According to British daily “The Telegraph,” Ukraine’s former president “was publicly accused of complicity in the grisly murder of a famous journalist 10 years ago and faces a criminal investigation.” The prestigious newspaper reported that the 31-year-old journalist had specialized in uncovering corruption, which remains one of the most horrific crimes to have been committed in post-Soviet Ukraine.

It added:” The young journalist was kidnapped on September 16, 2000 after leaving a friend’s flat in Kiev. Two months later, his headless and badly disfigured corpse was found in a forest 40 miles from the Ukrainian capital.” It further stated:” Mr Kuchma, who was President at the time, has always denied any involvement in the killing. But a recording made public soon after the murder suggested he had a strong motive. In it, Mr Kuchma was heard telling two colleagues that he was deeply irritated by the journalist’s writings. The three men were even heard discussing ways of silencing Mr Gongadze, including deporting him and kidnapping him and taking him to Chechnya.”

To cite another very recent example from Turkey, where law has effectively taken its course in a case involving the murder of a famous Turkish-Armenian journalist called Hrant Dink in 2007, six military officers were sentenced to months in jail on June 2, 2011 for failing to prevent the murder. According to the Chinese wire service “Xinhua” and a Turkish news agency “Anatolia,” a total of eight suspects-including a serving Army colonel and a captain-had stood trial in this case. Xinhua reported on June 3, 2011:” Colonel Ali Oz, then Trabzon’s provincial gendarmerie commander and Captain Metin Yildiz, chief of intelligence unit of the provincial gendarmerie command, were sentenced to six months in jail for misconduct in the case.” Four other military officers were given four months of imprisonment and two were acquitted for lack of evidence.

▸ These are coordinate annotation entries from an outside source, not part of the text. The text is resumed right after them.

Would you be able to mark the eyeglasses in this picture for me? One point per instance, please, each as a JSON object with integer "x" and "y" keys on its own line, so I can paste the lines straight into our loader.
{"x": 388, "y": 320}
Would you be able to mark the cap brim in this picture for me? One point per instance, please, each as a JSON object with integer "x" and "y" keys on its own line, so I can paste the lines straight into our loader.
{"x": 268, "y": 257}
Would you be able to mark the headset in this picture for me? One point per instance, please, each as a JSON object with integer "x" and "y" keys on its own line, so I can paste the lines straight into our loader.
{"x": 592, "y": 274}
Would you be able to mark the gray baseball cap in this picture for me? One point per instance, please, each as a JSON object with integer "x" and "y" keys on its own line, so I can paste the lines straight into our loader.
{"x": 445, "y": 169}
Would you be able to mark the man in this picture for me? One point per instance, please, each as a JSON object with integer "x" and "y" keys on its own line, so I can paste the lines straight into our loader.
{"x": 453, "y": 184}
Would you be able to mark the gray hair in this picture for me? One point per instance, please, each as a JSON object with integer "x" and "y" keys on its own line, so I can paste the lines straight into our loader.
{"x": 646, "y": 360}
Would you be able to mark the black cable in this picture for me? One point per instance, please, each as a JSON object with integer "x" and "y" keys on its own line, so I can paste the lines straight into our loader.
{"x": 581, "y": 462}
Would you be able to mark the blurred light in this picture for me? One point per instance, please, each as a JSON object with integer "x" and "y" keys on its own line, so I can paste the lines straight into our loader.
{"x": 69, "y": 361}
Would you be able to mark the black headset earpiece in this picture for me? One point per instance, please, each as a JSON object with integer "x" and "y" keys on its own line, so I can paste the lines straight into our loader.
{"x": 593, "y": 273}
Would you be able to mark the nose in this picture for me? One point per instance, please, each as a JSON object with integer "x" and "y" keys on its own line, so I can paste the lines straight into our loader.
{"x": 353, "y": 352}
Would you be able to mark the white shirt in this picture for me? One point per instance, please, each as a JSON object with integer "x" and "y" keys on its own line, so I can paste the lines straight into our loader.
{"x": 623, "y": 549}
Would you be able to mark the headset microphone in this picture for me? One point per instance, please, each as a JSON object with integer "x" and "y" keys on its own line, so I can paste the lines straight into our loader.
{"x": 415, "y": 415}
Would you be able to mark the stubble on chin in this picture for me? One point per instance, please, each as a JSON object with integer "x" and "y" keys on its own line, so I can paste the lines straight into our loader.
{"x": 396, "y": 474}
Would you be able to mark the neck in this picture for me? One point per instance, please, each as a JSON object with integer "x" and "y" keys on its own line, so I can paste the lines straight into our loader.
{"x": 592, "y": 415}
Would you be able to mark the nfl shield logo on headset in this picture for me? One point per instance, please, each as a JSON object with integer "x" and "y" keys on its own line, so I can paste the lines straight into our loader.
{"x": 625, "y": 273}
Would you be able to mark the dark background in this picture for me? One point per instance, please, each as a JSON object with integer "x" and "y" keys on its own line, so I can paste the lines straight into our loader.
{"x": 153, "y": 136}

The Chinese news agency stated: “Hrant Dink, editor-in-chief of the bilingual Turkish-Armenian weekly Agos, was shot dead outside the newspaperÂ’s offices in Istanbul’s Sisli neighborhood on Jan. 19, 2007. Before the killing, Dink had been convicted of insulting Turkey’s identity over his comments on the alleged Armenian genocide by Ottoman Turks during World War I and received a six-month suspended sentence. He had also received threat from nationalists who considered him as a traitor. Police arrested the gunman Ogun Samast a day after the murder and a suspected instigator was identified as Yasin Hayal.”

It goes without saying that the United States has already hunted down a top al-Qaeda operative Khalid Sheikh Mohammed for innumerable acts of terrorism, including the killing of a leading American journalist Daniel Pearl in Karachi.

The 47-year old Kuwait-born Khalid Sheikh Mohammed, who was captured in Rawalpindi on March 1, 2003, has now been in US custody for nearly 100 months. On October 12, 2006, the “Time” magazine had reported that Khalid confessed under CIA interrogation murdering Daniel Pearl and on March 15, 2007, the Pentagon had released a similar statement.

Closely related to Ramzi Yousef, the mastermind of the 1993 World Trade Center bombings, and Dr Aafia Siddiqui’s second husband Ammar al-Baluchi, Daniel Pear’s killer Khalid Sheikh Mohammed is now awaiting a military trial at the US-controlled Guantanamo Bay in Cuba.